We’re all such unique (and beautiful) individuals with different skincare needs, and the wrong acid toner could lead to more harm than good!
Acid Toners vs. Liquid Exfoliants vs. Regular Toners: Is There a Difference?
Okay, so we mentioned that acid toners are a chemical exfoliant, which gives you the benefits of exfoliating without all the damage of scrubbing.
Chemical exfoliants are a type of liquid exfoliant.
Liquid exfoliants look like an unassuming toner, but they actually have ingredients that work hard to go deep into your skin and pull out dead skin cells, surface dirt, and any pore clogging materials.
So, how are acid toners different than regular toners?
Let’s talk toners first.
As a general rule, most acid toners will contain all the same benefits of regular toners (balancing your pH and hydrating), but with a punch of additional benefits and goodness (such as cleaning out your pores and wiping away dead skin).
While regular toners can help to remove surface-level makeup and dirt, acid toners go much deeper.
This is partially because regular toners are not chemical exfoliants, whereas acid toners are.
On top of the fact that acid toners will do added cleansing and detoxing of your pores, the added exfoliation means that the rest of your products are able to seep in deeper into your epidermis and therefore work more effectively.
Are There Any Downsides to Using Acid Toners?
As I mentioned above, you definitely want to watch how often you’re using an acid toner.
You also likely shouldn’t use acid toners if you’re under the age of 20 unless prescribed by your dermatologist.
Some signs of over-exfoliation include redness, irritation, increased dryness/flakiness, acne, and increased oil production.
If you notice signs of over-exfoliation, you should definitely take a break from exfoliating for at least a week.
Once you get back at it, try starting from once a week again, and work your way up.
In the meantime, try a hydrating sheet mask or soothing cream to ensure your skin is moisturized and able to build itself back up in a jiffy!
You also want to make sure that as soon as you start using a chemical exfoliant like an acid toner, you stop your use of any other exfoliants (including physical ones).
While I’m sure you already wear a daily SPF (right?!), it’s important to be aware of the fact that acid toners can make your skin more susceptible to sun damage.
When in doubt, always wear more sunscreen — you’ll never regret it!
As is the case with most new skincare trends, there are certainly people who argue against acid toners and believe they might not be as great as everyone claims.

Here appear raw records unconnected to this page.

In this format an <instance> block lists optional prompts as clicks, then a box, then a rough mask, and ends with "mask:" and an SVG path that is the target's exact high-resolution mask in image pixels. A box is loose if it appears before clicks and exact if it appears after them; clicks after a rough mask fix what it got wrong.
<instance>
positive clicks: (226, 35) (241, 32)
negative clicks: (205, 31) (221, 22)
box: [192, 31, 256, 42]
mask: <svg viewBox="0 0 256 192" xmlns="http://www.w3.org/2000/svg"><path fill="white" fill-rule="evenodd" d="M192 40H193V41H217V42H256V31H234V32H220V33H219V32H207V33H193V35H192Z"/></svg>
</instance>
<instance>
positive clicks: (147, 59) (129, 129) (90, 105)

Some of their main arguments are that using the wrong acid toner can cause more harm than if you weren’t using an acid toner at all.
This is why it’s important to talk to your esthetician or dermatologist about which product is right for you — and always listen to your skin!

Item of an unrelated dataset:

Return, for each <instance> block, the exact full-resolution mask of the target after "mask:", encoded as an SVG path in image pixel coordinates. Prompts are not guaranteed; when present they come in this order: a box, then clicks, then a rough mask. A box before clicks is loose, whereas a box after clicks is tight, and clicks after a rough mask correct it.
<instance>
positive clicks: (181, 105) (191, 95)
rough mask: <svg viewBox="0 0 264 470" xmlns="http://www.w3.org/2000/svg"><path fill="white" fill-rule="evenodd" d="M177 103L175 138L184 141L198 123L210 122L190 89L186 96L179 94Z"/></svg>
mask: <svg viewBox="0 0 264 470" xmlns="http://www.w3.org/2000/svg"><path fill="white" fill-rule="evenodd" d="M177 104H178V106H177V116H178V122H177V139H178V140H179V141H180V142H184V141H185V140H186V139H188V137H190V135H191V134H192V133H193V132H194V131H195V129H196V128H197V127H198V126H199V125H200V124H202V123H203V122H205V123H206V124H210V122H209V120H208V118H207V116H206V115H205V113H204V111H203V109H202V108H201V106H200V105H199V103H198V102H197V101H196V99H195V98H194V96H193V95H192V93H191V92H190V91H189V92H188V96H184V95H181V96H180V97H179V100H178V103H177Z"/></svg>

There’s also the issue of overusing acids, which leads to similar effects of over-exfoliation.
It’s very easy for us to believe that a product is doing its job if our skin feels tight, or maybe even if it burns a little bit, but that’s not the effect you should desire when using acid toners.

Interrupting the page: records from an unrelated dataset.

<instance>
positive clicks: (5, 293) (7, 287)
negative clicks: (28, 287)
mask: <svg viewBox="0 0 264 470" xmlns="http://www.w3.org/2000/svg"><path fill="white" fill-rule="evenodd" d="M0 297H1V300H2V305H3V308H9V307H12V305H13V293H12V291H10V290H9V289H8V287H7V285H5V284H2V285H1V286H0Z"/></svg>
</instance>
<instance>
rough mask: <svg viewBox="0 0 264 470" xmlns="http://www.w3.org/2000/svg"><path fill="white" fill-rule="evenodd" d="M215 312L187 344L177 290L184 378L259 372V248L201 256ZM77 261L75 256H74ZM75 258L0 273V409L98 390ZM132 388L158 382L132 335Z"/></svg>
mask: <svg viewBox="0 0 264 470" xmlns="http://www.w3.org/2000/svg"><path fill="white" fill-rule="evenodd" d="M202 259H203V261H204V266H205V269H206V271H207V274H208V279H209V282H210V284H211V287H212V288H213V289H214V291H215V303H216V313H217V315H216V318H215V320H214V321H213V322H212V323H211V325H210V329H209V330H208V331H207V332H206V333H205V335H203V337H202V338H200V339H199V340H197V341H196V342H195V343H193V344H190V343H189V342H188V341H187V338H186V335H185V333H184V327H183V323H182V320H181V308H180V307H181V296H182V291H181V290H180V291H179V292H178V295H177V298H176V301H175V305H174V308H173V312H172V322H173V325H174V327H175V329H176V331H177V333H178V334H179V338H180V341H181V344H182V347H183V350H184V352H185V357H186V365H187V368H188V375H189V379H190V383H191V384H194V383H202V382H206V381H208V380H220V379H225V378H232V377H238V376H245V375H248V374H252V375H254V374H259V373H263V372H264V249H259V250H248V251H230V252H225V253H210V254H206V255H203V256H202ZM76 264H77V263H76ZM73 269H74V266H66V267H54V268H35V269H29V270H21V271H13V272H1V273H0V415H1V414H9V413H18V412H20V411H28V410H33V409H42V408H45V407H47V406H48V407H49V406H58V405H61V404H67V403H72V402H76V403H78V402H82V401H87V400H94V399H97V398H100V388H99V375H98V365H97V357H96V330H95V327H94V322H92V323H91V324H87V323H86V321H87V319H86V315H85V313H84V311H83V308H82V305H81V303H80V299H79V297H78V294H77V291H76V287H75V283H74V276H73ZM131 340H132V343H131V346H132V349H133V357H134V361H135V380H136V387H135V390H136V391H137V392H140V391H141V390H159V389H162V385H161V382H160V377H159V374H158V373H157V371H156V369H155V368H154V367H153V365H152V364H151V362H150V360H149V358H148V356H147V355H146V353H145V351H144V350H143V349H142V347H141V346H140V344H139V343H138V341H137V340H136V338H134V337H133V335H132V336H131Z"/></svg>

In fact, that probably means you’re overusing them, or the formula you’re using is too harsh for your skin.
Even if you’re not necessarily overusing acids, the addition of products like retinoids and antioxidants can lead to similar effects — which is why you should always look at your skincare regimen as a whole before adding or subtracting anything!
In fact, skincare expert Renee Rouleau believes that an exfoliating acid serum is actually more beneficial than an acid toner.
She argues that the effects of an acid serum are longer lasting and that the effects are less harsh (and therefore better for sensitive skin).
Acid toners don’t sound so scary after all, do they now?
Keep your skin smooth, blemish-free, and glowy without rubbing any rough scrubs or washcloths on it by using an acid toner.
Due to the variety of acid toners, you can select the right one for you based on the ingredients (or with the help of your esthetician) — just make sure you take it slow and work your way up to whatever frequency is right for your skin and your routine!